Philadelphia adds to its giant MICE facilities


Roger St Pierre sends reports during an extended visit to some of the USA’s top conference destinations

Home of the Liberty Bell, Liberty Hall and the Declaration of Independence, Philadelphia is the cradle of the American nation. Steeped in history, ‘The City of Brotherly Love’ is at the same time cutting edge modern. It even boasts a skyscraper shaped to resemble a computer memory stick.
Nowhere is this bustling metropolis more state-of-the-art than at the lavishly refurbished and expanded Pennsylvania Convention Center, a whopping US$786m project that’s been five years in the making.

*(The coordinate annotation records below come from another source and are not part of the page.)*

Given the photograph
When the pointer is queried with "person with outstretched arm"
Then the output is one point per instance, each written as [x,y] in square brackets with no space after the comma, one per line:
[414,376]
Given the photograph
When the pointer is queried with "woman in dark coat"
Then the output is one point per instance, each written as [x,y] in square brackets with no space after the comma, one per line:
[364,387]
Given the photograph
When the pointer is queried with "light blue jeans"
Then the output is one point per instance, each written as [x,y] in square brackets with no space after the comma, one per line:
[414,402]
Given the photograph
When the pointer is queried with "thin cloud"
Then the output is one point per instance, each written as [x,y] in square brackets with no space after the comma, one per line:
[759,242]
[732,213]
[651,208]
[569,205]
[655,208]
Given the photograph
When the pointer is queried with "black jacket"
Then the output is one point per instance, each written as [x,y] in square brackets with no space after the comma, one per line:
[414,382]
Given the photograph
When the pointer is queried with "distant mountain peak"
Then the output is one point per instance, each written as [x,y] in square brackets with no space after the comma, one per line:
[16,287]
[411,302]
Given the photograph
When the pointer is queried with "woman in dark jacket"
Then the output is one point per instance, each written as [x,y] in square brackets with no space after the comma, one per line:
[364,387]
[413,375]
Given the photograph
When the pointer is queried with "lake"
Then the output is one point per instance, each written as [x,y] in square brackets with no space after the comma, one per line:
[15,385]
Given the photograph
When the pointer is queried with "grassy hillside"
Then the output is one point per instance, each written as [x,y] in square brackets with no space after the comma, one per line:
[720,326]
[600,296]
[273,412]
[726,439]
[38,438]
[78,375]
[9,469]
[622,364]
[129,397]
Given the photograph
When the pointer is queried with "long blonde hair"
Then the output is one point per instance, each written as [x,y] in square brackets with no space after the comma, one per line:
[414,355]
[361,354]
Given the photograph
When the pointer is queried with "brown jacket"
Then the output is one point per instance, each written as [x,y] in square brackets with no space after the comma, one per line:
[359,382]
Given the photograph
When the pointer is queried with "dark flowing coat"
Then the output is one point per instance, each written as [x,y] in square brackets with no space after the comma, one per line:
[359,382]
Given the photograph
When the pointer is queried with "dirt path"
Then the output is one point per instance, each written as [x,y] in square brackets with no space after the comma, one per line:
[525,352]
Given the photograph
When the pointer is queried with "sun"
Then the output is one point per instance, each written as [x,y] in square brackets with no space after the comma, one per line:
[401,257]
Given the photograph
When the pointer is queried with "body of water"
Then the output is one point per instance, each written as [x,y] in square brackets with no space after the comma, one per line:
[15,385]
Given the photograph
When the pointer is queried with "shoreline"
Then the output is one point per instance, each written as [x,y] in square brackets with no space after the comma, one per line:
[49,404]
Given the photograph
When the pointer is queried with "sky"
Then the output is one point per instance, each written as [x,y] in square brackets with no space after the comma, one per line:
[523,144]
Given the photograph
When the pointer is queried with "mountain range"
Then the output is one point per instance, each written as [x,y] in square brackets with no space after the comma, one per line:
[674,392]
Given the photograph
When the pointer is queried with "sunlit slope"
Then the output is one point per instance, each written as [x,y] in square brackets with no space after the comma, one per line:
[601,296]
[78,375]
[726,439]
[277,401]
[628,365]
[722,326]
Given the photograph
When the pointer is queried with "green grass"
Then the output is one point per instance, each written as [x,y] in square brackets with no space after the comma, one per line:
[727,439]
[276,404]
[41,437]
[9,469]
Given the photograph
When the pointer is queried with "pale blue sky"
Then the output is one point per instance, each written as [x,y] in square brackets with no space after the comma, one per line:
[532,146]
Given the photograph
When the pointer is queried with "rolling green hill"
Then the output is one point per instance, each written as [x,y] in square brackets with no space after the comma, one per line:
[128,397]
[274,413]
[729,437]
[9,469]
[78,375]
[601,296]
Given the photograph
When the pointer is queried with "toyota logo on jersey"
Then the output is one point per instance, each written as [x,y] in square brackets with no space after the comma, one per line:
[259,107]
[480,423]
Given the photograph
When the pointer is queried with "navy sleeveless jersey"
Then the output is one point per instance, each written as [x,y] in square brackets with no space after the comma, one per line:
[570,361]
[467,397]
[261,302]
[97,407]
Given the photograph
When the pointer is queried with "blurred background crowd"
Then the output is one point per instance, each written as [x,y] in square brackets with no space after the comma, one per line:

Set across 20 acres of prime central Philadelphia real estate, this biggest ever single public works project in ‘The Quaker State’s’ history brings the centre’s facilities’ portfolio up to a staggering 2.3m sqft.

It’s not just big, it’s breathtakingly lavish, with a stunning light-filled glass atrium that soars up more than 100 feet; a vast 55,408 sq ft ballroom, the size of a football field, that can hold 6,000 attendees at a time, and an elevated second-level loading dock that allows the largest of articulated lorries to drive straight in off the city streets onto the exhibition floor level. Exquisite aesthetics throughout include custom-designed carpeting in no fewer than 15 different geometric patterns.

The facility has seven main halls and 79 high-tech meeting rooms. More than 10,000 hotel rooms can be found within walking distance of this venue, as well as hundreds of restaurants, shops and cultural attractions. This convenient walk-ability helps organisers save dramatically on transportation costs.

A newly added second entrance on North Broad Street gives direct access to the superb Pennsylvania Academy of Fine Arts and its new outdoor Lenfest Plaza pedestrian court, which has at its centre ‘The Paint Torch’, a dramatic 51-ft Claes Oldenburg sculpture.

Memorable events can be staged at the city’s many fine museums and galleries – including the Rodin Museum, the new Barnes Foundation and the Philadelphia Museum of Arts, whose iconic monumental steps not only furnish a wonderful overview of the city skyline but will instantly be recognised by anyone who has seen the ‘Rocky’ movie.

Philadelphia has a wide range of alternative high quality venues, including The College of Physicians, with 8,000 sqft of meeting space; the 87,000 sqft and 13 meeting rooms of the Chase Center On The Waterfront; the 5,000 sqft Helium Comedy Club; the 2,348 capacity Liberty View Ballroom; the Chemical Heritage Foundation Conference Center At CHF; the Franklin Institute, with its romantic planetarium, and, cruising the river, the Spirit of Philadelphia dining boat. It’s no surprise that so many major American and international hotel brands have properties in such an important city.

During my stay, I enjoyed a breakfast feast – eggs Benedict, anyone? – at the classy Chez Colette restaurant, within the centrally located Sofitel Hotel that was matched by an equally lavish spread at the close-by Hotel Palomar next morning, a favoured meeting place for the local movers and shakers.

Lunches were taken at the popular Milk & Honey Café and on the hoof at the atmospheric old Reading Terminal Market, where I managed to resist the notorious Philly steak sandwich belly-buster and opted instead for Chinese noodles, straight from the wok and eaten at one of the myriad counters in this culinary melting pot – where you can sample the ethnic foods of a couple of dozen or more nations.

Of an evening, I sampled Michelin-standard food in the stylishly chic restaurant of the recently opened Monaco boutique hotel and thoroughly enjoyed the creativity of Garces Trading Company, a combination of upmarket deli and classy restaurant using only the freshest of produce to create a menu redolent with Italian, Spanish and South American influences. There are superb set menus and for simpler fayre the pizzas and tapas style presentations are sensational.

My accommodation in Philly was at the 139-guestroom modern boutique Latham Hotel, set at the heart of things on the corner of 17th and Walnut Street, next to Rittenhouse Square. This friendly address provides a seamless blend of Old and New World charm. Both an architectural and a historic landmark, The Latham was first erected as a 14-story apartment house in 1907, on the original site of the home of William Bucknell, a globally recognized philanthropist as well as founder of Bucknell University. The building continued to serve as multi-tenant rental housing for locals of the area for the next several decades before being converted into a hotel in 1970 and being modernised very recently.

Set in the middle of the county’s populous Northeast Corridor, Philadelphia is within a day’s drive of 40% of the US population. Significantly, the city’s conveniently located airport means it is just seven or eight hours away from the key European conference and incentive markets.

As many as 28 airlines, of which three are low-fare, currently operate 600 daily non-stop flights to Philadelphia International from 120 cities. This includes 60 daily and seasonal flights from 36 international destinations. Usefully, the airport is just a 30-minute cab ride from downtown while the Regional High Speed Airport Line trains will get you there in 20 minutes. Philly is also just a 90-minute drive on I-95 from New York, with Washington DC located within 2.5 hours.